Following a road through death, cruelty and nasty sex in a vehicle rented from The Classical Philosophy and Theology Company, Tony McKibbin takes Gaspar Noé's controversial new film Irrevérsible as a starting point for an examination of recent French 'extreme cinema'. [Extract]

Revenge of the Eggheads
In Gaspar Noé's debut feature, Seul Contre Tous, at the beginning of the film the central character waves a gun around insisting this is morality. By the end of the film Noé's managed to show that morality doesn't lie in the gun ­ that knee-jerk morality that suggests an eye for an eye and the survival of the fittest - but more in what a gun can do. Near the end of the film, with the butcher's daughter apparently dead and the butcher about to take his own life, the whole question of gun law is given an interesting physiological morality - do we want to see this man who has beaten his mistress to an almost certain miscarriage, and abused his daughter, do we nevertheless want to see him dead?

What Noé offered was a film that seemed to say no we don't - no matter how despicable we find the actions, there is a body and mind about to be destroyed. Do we want to see that mind and body destroyed after empathically following it for an hour and a half?

What's missing from Noé's new film, Irréversible, is this physiological morality, no matter if there's an equal emphasis here on what we might call Noé's impact aesthetics. In this story of a young guy (Vincent Cassel) intent on avenging his partner's (Monica Bellucci) rape, Noé's interested in the visceral impact but has eschewed the physiological even Nietzschean morality present in his earlier film for something closer to a Kantian moral imperativism which illustrates an overarching thesis over exploring a man's existence. The question in the earlier film was, what does a man need to exist, what sort of ethical code does he need to keep himself alive? Where the question had an air of internal necessity in his debut, here it becomes an external conceit: how absurd man is when pursuing revenge.

What Noé's working with in Irréversible, where he reverses the story chronologically so we start with brutal revenge and end on life's simple pleasures, is a double, perhaps even triple assumption. Time, he tells us, heals all wounds, bourgeois morality is preferable to atavistic desire, and cosmology conquers all.
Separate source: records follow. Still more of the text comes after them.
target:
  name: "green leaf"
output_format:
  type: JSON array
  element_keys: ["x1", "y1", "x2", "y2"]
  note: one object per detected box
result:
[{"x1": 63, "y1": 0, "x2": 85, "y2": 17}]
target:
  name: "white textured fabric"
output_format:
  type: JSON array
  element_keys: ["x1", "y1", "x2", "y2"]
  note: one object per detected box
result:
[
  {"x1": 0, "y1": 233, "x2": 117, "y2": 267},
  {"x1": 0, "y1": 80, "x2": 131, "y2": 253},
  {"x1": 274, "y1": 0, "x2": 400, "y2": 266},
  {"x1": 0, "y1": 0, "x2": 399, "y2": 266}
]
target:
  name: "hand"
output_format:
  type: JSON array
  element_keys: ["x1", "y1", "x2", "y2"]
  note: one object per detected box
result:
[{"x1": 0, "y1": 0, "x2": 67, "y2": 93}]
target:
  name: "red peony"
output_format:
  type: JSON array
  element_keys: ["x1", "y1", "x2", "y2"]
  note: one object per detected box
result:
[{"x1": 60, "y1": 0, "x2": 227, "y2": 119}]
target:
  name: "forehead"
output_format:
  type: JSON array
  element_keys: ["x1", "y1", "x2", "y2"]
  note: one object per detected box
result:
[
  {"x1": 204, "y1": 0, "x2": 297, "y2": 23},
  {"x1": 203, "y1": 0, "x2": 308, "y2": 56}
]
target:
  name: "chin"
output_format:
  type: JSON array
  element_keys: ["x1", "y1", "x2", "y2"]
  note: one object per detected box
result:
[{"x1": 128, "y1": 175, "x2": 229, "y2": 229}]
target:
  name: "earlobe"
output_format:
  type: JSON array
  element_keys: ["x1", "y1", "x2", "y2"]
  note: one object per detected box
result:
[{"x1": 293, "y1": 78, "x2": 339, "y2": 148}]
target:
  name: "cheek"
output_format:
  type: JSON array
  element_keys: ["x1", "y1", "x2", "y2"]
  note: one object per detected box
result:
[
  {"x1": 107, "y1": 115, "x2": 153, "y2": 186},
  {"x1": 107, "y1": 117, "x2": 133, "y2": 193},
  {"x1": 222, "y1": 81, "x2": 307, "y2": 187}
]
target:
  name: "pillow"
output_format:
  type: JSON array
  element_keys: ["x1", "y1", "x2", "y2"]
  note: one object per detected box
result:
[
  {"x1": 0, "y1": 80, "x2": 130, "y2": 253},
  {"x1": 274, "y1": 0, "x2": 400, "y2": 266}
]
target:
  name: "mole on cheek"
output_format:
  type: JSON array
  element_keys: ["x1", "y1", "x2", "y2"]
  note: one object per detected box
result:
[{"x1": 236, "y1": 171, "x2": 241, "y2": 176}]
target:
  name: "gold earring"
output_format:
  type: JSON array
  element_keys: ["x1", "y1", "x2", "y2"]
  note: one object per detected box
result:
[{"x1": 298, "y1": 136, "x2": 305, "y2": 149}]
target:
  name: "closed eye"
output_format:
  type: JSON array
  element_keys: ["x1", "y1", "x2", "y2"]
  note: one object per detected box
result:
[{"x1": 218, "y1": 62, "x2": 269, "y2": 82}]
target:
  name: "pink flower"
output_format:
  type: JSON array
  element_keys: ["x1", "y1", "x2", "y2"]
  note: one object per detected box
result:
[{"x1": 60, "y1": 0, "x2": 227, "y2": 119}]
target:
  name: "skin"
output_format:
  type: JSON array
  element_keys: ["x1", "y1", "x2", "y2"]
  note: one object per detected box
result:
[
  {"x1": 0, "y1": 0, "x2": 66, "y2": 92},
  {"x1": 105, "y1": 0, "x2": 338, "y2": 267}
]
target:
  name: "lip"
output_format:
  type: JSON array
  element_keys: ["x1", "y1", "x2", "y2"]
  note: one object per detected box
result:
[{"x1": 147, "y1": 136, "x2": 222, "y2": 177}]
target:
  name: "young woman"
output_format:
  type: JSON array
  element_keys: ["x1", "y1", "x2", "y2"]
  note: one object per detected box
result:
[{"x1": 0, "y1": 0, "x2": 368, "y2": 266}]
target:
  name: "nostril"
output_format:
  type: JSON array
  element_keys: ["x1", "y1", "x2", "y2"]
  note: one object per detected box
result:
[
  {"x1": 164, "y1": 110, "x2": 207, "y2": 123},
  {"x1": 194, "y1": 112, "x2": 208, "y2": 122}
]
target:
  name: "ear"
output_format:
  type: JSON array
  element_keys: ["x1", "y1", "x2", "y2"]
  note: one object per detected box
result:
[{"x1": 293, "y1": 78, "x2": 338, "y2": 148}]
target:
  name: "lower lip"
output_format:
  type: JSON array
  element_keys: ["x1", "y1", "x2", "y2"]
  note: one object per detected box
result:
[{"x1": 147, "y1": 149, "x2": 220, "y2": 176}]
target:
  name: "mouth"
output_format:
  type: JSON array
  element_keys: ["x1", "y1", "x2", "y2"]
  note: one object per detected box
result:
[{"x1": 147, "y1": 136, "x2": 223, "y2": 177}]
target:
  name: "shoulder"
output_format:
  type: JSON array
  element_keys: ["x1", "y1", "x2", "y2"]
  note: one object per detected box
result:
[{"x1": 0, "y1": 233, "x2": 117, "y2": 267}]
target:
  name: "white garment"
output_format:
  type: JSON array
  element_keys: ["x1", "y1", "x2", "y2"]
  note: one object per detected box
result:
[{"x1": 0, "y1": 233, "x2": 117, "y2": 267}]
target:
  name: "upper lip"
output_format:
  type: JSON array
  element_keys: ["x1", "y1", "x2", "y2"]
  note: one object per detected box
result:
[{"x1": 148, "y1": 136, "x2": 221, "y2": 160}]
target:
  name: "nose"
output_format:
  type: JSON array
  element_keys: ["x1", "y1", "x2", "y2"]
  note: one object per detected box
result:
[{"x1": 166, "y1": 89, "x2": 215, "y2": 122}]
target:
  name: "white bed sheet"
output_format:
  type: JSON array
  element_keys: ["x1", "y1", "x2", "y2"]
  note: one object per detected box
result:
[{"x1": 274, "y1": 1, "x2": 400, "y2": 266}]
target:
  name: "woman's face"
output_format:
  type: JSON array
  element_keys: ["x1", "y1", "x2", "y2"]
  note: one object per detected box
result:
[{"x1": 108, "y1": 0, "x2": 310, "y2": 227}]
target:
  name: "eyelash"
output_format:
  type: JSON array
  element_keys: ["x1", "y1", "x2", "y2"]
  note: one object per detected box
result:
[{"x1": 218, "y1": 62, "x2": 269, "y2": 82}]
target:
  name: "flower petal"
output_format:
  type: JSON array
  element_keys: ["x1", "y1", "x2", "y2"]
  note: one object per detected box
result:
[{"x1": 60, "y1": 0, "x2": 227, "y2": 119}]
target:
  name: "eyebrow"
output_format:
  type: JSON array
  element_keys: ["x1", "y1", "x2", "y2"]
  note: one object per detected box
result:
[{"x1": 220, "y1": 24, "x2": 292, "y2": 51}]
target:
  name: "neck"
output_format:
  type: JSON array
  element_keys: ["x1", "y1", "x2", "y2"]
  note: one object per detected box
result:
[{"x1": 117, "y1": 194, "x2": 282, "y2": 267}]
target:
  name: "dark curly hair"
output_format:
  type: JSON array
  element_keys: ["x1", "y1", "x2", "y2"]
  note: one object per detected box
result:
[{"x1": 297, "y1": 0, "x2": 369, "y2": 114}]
Yet within each assumption there's also a simplified exploration. Time heals all is illustrated not in time as forward momentum but as reverse conceit. In Noé's take time heals because he (Noé the filmmaker) aesthetically reverses it. The ontological idea of time - the idea that past time fades and accumulated layers of more recent time obliterates it, creating in the self hints, flashes and allusions to a past self that's all but lost to time, is replaced by the filmmaker's time. But this filmmakers' time doesn't generate indeterminacy, the way, say, In The Mood for Love makes past memory fallible so that the truth of an event can no longer be discerned, it instead generates assertiveness, a cinematic cleverness also on show in Memento, Fight Club and Pulp Fiction. Time heals because Noé, by reversing his structure, shows that it can. He reduces complex being to cinematic assertiveness.
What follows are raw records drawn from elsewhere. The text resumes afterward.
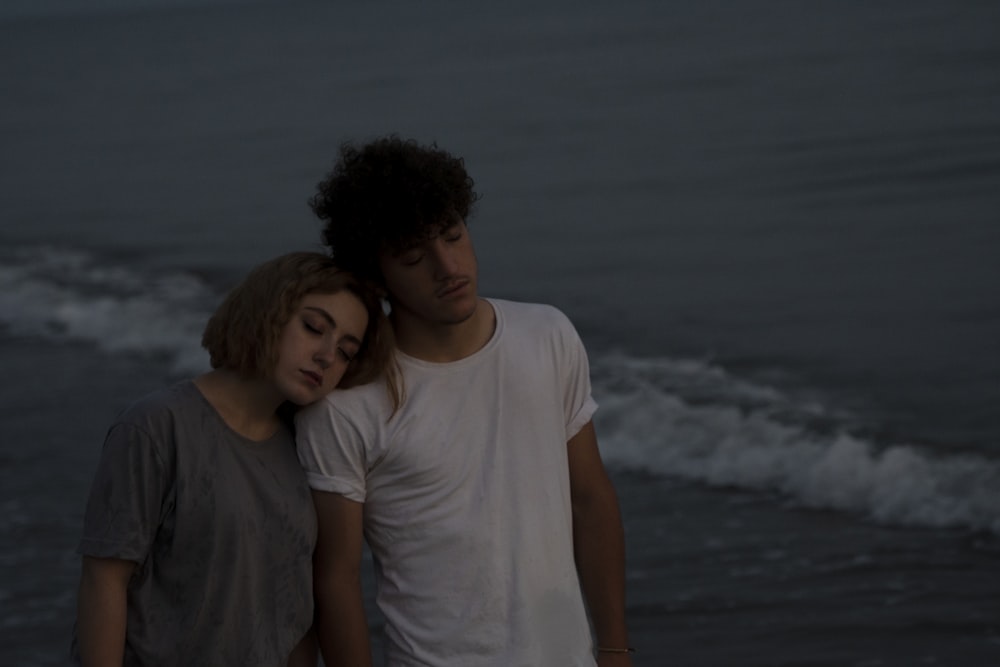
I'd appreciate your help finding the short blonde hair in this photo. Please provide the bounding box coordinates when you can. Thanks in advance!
[201,252,398,403]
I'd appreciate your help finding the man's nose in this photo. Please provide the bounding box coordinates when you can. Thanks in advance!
[429,241,459,278]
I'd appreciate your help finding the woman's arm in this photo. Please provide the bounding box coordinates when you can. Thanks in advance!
[76,555,135,667]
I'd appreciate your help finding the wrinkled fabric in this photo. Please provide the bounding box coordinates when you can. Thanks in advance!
[72,381,316,667]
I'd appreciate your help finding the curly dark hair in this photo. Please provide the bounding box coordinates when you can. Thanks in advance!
[309,135,479,285]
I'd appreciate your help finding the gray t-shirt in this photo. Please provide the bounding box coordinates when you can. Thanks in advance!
[72,381,316,667]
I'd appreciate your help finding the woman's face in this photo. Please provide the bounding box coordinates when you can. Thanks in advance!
[272,290,369,406]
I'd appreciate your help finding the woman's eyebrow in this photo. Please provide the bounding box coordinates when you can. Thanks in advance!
[304,306,363,347]
[303,306,335,326]
[342,334,363,349]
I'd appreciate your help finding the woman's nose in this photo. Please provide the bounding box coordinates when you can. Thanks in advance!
[313,342,334,368]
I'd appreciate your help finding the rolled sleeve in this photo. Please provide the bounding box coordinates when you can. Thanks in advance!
[296,396,369,502]
[567,395,598,441]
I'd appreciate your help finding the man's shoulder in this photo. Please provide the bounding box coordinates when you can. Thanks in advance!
[296,378,391,426]
[489,298,579,342]
[489,297,571,326]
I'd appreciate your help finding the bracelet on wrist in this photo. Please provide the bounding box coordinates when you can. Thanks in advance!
[597,646,636,654]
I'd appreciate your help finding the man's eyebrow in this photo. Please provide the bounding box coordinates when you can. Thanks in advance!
[304,306,363,347]
[389,221,461,254]
[439,220,462,234]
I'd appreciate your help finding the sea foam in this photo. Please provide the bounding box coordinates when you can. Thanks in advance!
[0,246,211,374]
[592,353,1000,534]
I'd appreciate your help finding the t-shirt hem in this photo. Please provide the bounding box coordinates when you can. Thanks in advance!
[77,537,144,563]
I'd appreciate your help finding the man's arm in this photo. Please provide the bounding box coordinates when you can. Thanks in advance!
[286,626,318,667]
[311,490,373,667]
[76,555,135,667]
[568,420,633,666]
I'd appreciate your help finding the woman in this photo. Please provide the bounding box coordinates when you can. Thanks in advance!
[71,252,395,666]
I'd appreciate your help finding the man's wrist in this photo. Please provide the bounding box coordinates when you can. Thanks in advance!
[597,646,635,654]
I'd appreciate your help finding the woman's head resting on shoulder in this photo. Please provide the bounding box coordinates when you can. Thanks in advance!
[200,252,397,406]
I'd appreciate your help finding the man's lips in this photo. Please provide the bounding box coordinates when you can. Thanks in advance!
[436,278,470,298]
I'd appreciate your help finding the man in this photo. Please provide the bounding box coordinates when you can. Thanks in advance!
[296,135,633,666]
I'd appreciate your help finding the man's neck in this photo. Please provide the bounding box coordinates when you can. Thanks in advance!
[392,298,496,363]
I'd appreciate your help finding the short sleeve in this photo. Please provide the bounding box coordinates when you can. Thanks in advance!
[78,423,170,563]
[554,309,598,439]
[295,397,369,502]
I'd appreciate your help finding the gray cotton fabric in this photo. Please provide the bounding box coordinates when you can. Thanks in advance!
[71,381,316,667]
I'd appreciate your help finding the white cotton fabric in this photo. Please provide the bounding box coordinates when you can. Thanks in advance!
[296,298,598,666]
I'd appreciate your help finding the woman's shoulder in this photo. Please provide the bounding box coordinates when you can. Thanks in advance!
[113,380,204,430]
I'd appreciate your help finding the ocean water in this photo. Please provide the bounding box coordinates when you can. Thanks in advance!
[1,1,999,665]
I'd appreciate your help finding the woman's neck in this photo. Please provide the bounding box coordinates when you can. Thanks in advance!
[193,368,285,442]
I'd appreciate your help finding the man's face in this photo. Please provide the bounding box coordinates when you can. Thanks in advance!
[379,220,479,328]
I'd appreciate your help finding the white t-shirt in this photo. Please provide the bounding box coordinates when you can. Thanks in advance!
[296,298,598,666]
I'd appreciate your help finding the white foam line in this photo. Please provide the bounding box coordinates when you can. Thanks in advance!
[593,353,1000,534]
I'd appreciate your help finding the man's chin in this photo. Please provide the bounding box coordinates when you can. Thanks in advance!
[444,298,479,325]
[389,294,481,326]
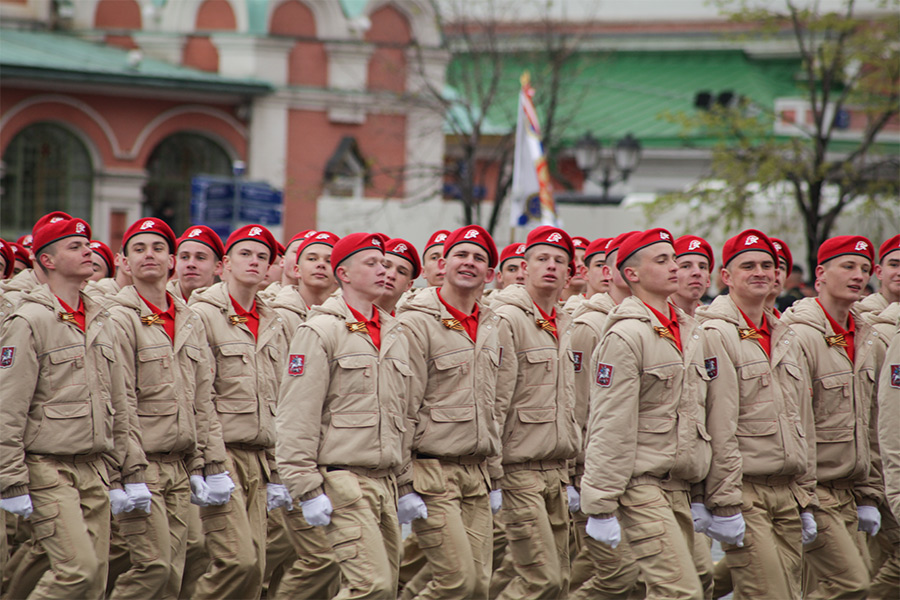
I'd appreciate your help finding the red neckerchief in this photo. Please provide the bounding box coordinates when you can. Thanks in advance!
[230,295,260,340]
[772,307,782,319]
[644,301,682,352]
[56,295,85,332]
[348,303,381,350]
[817,298,855,363]
[535,303,558,339]
[737,306,771,358]
[437,288,480,341]
[138,291,177,343]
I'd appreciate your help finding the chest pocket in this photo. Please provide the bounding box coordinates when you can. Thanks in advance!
[137,346,175,389]
[430,351,472,396]
[813,372,852,422]
[45,346,86,392]
[337,355,375,396]
[737,361,773,410]
[217,344,250,379]
[640,364,680,406]
[522,348,556,388]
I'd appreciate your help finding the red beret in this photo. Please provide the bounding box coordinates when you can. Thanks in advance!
[674,235,715,271]
[89,240,115,277]
[177,225,225,259]
[123,218,176,254]
[817,235,874,266]
[33,213,91,256]
[769,237,793,273]
[386,238,421,279]
[225,225,278,265]
[424,230,451,254]
[16,234,33,249]
[443,225,499,269]
[605,231,639,255]
[584,238,610,267]
[296,231,340,263]
[499,243,526,268]
[0,240,14,279]
[722,229,777,268]
[331,232,388,273]
[32,212,72,236]
[616,228,674,270]
[526,226,575,259]
[10,242,32,268]
[275,241,286,257]
[572,236,590,250]
[287,229,316,248]
[879,234,900,262]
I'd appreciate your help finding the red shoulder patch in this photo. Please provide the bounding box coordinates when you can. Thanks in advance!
[0,346,14,368]
[572,351,583,373]
[288,354,304,376]
[596,362,613,387]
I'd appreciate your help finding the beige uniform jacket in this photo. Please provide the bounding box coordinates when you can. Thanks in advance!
[570,292,616,483]
[781,297,883,503]
[562,293,586,316]
[856,291,890,317]
[491,285,581,468]
[109,286,227,476]
[269,284,312,347]
[397,287,505,481]
[581,296,712,517]
[697,295,816,514]
[260,281,283,303]
[190,282,285,476]
[877,325,900,519]
[0,285,146,497]
[84,277,122,298]
[0,270,41,323]
[275,295,412,502]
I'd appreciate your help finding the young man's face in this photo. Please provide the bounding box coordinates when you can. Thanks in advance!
[295,245,335,293]
[440,242,493,293]
[721,251,775,302]
[816,256,872,303]
[123,233,173,284]
[224,240,270,288]
[771,259,787,297]
[422,245,445,287]
[496,259,525,290]
[605,251,629,294]
[569,248,587,286]
[338,249,386,298]
[586,254,609,295]
[176,240,222,293]
[674,255,711,302]
[625,243,679,297]
[382,255,415,307]
[263,259,284,287]
[282,240,302,283]
[875,253,900,298]
[89,254,109,282]
[12,260,27,276]
[524,245,569,295]
[43,237,95,280]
Secondly there's bourgeois morality, though bourgeois morality shot through with a Peckinpah-esque belief in the egg-head capable of violence as extreme as the most violent criminal (Noé has talked of admiring Straw Dogs, and it's of course finally not Cassel but his intellectual best friend who destroys a thug's face with a fire extinguisher). But even this works off an easy conceit. It's an amusing idea that where Cassel is the testosterone-fuelled fool determined to avenge his lover's rape even though she got in the rape situation because of Cassel's actions with other women (she leaves a party alone in disgust), it's her ex-lover, Albert Dupontel, who actually commits the deed. Once again, though, what we have is irony where we could have indeterminacy. Bourgeois morality holds as Noé doesn't question the morality, he simply questions the egg-head's motives. Dupontel might be more intellectual than Cassel, but he still can't escape those primitive Hobbesian urges as his obvious desire for Bellucci manifests itself in an horrific act of violence.
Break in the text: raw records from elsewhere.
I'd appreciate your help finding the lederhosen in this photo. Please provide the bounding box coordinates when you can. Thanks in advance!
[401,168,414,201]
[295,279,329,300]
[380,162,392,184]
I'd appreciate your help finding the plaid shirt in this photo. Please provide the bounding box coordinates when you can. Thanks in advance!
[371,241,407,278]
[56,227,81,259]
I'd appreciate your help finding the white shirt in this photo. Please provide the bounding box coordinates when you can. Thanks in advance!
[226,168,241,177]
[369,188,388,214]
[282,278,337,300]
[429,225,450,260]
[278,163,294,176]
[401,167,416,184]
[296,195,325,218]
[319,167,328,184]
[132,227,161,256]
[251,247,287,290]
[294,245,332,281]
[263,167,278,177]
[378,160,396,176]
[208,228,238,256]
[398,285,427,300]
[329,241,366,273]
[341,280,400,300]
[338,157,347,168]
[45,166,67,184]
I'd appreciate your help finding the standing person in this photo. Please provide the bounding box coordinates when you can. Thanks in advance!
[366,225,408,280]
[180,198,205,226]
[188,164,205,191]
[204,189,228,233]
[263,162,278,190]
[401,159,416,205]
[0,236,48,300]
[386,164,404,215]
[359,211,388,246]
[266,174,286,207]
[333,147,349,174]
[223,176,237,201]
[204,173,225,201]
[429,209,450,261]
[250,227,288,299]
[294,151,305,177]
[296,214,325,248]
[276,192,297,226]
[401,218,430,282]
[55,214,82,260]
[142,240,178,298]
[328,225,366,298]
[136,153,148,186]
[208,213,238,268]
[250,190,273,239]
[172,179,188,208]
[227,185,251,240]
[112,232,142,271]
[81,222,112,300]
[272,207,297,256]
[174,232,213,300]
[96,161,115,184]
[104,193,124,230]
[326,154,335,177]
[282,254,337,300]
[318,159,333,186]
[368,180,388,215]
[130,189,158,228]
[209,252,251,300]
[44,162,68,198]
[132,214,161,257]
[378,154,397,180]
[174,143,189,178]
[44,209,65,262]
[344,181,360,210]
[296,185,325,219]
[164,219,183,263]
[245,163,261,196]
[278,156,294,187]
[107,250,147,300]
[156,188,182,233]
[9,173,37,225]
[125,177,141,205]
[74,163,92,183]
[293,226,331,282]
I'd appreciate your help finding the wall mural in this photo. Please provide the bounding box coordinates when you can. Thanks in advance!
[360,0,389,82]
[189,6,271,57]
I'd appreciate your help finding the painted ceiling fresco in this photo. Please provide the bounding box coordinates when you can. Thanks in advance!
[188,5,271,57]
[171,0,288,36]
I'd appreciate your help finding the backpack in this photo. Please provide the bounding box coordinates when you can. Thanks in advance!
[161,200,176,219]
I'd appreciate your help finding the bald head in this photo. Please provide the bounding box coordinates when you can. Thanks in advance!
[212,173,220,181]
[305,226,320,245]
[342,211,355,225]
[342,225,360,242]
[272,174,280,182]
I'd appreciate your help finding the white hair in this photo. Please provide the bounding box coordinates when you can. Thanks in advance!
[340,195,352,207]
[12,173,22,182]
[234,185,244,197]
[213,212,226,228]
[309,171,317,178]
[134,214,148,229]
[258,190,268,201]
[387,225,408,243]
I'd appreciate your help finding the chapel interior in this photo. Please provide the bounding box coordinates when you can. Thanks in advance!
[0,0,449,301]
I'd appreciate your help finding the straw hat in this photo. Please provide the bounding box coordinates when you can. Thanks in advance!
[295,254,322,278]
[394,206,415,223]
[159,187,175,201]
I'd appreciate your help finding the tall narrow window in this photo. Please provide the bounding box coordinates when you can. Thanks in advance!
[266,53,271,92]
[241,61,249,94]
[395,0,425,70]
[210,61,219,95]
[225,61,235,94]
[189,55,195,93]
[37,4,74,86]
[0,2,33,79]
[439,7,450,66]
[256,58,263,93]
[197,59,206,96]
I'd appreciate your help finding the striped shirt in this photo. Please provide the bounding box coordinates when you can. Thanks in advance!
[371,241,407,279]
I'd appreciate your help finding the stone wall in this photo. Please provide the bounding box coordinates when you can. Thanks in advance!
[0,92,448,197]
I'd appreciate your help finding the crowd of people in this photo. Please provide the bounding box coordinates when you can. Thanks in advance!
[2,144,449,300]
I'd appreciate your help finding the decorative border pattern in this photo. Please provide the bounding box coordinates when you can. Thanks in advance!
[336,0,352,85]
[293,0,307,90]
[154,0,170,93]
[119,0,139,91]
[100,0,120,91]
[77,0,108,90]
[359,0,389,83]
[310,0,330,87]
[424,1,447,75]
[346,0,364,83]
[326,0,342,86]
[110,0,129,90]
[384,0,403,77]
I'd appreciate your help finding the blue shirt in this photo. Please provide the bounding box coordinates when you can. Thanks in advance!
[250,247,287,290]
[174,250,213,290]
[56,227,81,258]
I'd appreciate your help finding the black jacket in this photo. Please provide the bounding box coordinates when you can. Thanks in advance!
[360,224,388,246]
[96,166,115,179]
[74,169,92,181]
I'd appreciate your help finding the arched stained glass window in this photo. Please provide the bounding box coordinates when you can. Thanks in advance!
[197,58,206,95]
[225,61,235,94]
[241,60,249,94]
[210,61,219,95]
The third assumption resides in cosmological irony. Man is contained by a cosmic emanation that makes his petty concerns seem irrelevant. The film more or less ends with Bellucci pregnant and a high-angled camera rotating round her as she lies on the grass with Noé suggesting a world much wider than Bellucci and the story we've been told. Here we might be reminded of Seul Contre Tous's ending, with the camera retreating from the butcher's hotel room to the empty street. But any cosmological perspective came out of a close observation of a man's soul. The butcher had reached a state where he'd arrived at a fundamental humanity where he sees himself not as a failed social ego - the way he perceives himself throughout the film - but a being amongst beings: a soul within a wider system of souls. It's this idea of the significance of a soul that demands the butcher lives, though in terms of narrative event (beating his mistress, abusing his daughter) we might wish to see him dead.